LONDON (Reuters) - Banks, index providers and dealing platforms are trying to distance themselves from a group of Russian companies targeted by the latest U.S Treasury Department sanctions.
The measures give U.S. investors until May 7 to divest any stocks, bonds or other holdings in targeted firms while also barring them from business dealings with the sanctioned companies and individuals after that date.
The sanctions affect seven oligarchs and 12 companies they own or control including En+, GAZ, and aluminum producer Rusal.
Here is a round up of actions taken by ratings agencies, index providers, clearing houses, banks and regulators in response to the blacklist.
- FTSE Russell said it would delete En+ Group and United Company Rusal from FTSE Russell’s equity indexes, effective from the open on April 13.
- MSCI said it may delete Sulzer from its MSCI Equity Indexes after the Swiss engineer’s largest shareholder, Renova Holdings, was included on the new U.S. sanctions list.
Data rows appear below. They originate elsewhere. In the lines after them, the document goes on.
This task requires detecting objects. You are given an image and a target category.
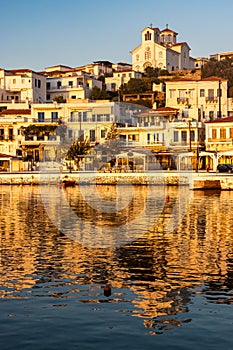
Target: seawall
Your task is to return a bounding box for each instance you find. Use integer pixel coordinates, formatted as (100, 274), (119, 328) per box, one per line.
(0, 171), (233, 190)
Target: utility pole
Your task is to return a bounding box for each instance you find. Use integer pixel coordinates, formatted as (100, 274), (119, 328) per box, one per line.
(218, 79), (222, 118)
(188, 120), (192, 152)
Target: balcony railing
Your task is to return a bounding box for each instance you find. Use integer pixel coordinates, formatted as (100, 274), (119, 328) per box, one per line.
(47, 85), (85, 91)
(205, 96), (218, 102)
(21, 135), (60, 145)
(177, 97), (187, 103)
(0, 135), (16, 141)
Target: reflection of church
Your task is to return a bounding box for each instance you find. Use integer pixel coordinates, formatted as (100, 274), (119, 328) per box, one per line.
(131, 26), (194, 72)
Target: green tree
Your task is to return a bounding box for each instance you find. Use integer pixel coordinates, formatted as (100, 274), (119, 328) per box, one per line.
(201, 58), (233, 89)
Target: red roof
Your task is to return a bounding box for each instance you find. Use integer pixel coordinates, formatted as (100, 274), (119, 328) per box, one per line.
(0, 109), (31, 115)
(154, 107), (179, 112)
(161, 28), (178, 35)
(172, 41), (188, 46)
(205, 116), (233, 124)
(202, 76), (227, 81)
(0, 153), (13, 158)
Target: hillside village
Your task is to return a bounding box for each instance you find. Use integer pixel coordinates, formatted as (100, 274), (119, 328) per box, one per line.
(0, 26), (233, 171)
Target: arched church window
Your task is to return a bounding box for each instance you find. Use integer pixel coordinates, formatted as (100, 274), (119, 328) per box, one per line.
(145, 30), (151, 41)
(145, 47), (151, 60)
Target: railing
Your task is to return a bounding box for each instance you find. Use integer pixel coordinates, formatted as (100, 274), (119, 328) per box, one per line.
(0, 135), (17, 141)
(205, 96), (218, 102)
(21, 135), (60, 144)
(32, 118), (59, 124)
(47, 85), (84, 91)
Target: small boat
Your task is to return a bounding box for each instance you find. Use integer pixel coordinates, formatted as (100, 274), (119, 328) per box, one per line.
(61, 180), (76, 188)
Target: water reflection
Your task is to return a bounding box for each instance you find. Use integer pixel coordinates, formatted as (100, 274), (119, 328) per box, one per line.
(0, 186), (233, 333)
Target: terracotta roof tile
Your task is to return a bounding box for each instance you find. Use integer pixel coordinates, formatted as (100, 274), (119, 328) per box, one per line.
(0, 109), (31, 115)
(205, 116), (233, 124)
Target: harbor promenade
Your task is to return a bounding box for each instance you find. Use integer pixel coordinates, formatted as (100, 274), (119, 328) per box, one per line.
(0, 171), (233, 190)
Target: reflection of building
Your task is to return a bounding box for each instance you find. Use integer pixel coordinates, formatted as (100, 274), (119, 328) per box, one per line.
(131, 27), (194, 72)
(205, 117), (233, 170)
(0, 186), (233, 329)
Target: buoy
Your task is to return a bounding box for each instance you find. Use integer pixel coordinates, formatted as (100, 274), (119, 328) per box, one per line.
(104, 284), (112, 297)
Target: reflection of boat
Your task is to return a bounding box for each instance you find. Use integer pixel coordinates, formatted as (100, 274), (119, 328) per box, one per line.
(62, 180), (76, 188)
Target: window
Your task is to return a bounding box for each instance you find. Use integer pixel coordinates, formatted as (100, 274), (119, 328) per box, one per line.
(169, 90), (175, 98)
(220, 128), (226, 139)
(111, 83), (116, 91)
(230, 128), (233, 139)
(212, 129), (217, 139)
(181, 130), (187, 141)
(90, 130), (95, 142)
(173, 130), (179, 142)
(51, 112), (58, 122)
(145, 30), (151, 41)
(208, 89), (214, 100)
(209, 111), (214, 120)
(179, 90), (185, 98)
(38, 112), (44, 122)
(189, 90), (194, 98)
(145, 47), (151, 60)
(190, 130), (195, 141)
(200, 89), (205, 97)
(83, 112), (87, 122)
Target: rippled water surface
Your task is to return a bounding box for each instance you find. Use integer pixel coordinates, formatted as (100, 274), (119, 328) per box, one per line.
(0, 186), (233, 350)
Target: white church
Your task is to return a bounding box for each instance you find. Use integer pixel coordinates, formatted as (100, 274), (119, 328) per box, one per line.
(131, 25), (194, 72)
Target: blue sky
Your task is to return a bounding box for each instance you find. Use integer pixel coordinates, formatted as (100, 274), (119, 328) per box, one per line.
(0, 0), (233, 71)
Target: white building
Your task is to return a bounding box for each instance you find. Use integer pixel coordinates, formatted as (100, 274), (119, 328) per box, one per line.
(105, 69), (142, 91)
(0, 69), (46, 104)
(166, 77), (228, 121)
(46, 69), (102, 102)
(131, 27), (194, 72)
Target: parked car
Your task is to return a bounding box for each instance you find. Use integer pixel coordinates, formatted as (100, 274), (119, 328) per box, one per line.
(217, 164), (233, 173)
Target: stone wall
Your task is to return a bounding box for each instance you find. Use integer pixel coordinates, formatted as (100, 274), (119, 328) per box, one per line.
(0, 171), (233, 190)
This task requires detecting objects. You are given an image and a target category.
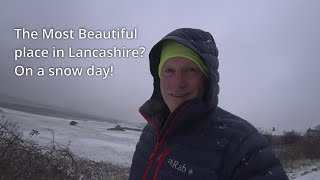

The sanctioned Russian names are not currently in any MSCI indexes. But Sulzer said on Thursday it was free of U.S. sanctions after authorities approved its buyback of shares, reducing sanctioned Russian oligarch Viktor Vekselberg’s stake to less than 50 percent.
- JPMorgan said Rusal is no longer eligible for its CEMBI index group of emerging market corporate bonds and will be excluded on April 30.
- Bloomberg Barclays Indices said they were watching the story closely and assessing the impact of the proposed sanctions.
- UK’s Financial Conduct Authority (FCA) said it was reviewing the new U.S. sanctions to determine what impact they may have on UK-listed firms.
- ICE said debt issued by Rusal Capital would be removed at its April 30 rebalancing, as debt subject to sanctions do not qualify for its indices. As of March 31, the debt carries a 0.10 percent weight in its Emerging Markets Corporate Plus Index and a 0.07 percent weight in its Global High Yield Index.
- Moody’s has withdrawn its rating on Rusal, citing “business reasons”. It had held a ‘positive’ outlook on Rusal’s non-investment grade Ba3 rating.
- The London Metal Exchange said Rusal’s aluminum would be suspended from its list of approved brands from April 17 after some members raised concerns about settling contracts with sanctions-hit companies.
- CME Group revoked approved status for Rusal’s metal for delivery against CME aluminum futures contracts, effective from April 10.
- Marketaxess, one of the world’s biggest multi-dealer trading systems, has removed Rusal debt from its platform.
- Tradeweb, one of the world’s largest bond platforms, which is majority-owned by Thomson Reuters Corp, said it no longer carried Rusal debt prices.
- Bloomberg users in Europe told Reuters that Bloomberg had stopped displaying share prices of Rusal, En+ Group and Sulzer. Bloomberg declined to comment.
- Clearing house Clearstream said it would not facilitate transactions in securities issued by so-called Specially Designated Nationals identified by the sanctions.
- Euroclear has suspended automated processing of deals involving securities of the sanctioned firms in favor of manual settlement after due diligence.
- Traders on Wednesday said UBS and Credit Suisse had halted trading shares in Sulzer, amid uncertainty over the U.S. sanctions on major shareholder Russian billionaire Viktor Vekselberg.
- Barclays suspended “ratings and estimates of United Company Rusal PLC following sanctions being placed on this entity”.
- Russia’s VTB Capital has terminated coverage of EN+ and Rusal with immediate effect, citing changes in the allocation of resources in its research department.
- BMO Capital Markets has suspended coverage of En+ Group until further notice.
- JP Morgan Cazenove said “following the addition of UC Rusal PLC and EN+ Group PLC to the OFAC SDN list, we are moving to Non-Rated on these names.”
- Switzerland-based commodity trader and producer Glencore said it would not “at this time” be swapping its shares in Rusal for Global Depository Receipts in EN+ due to U.S. sanctions on both firms.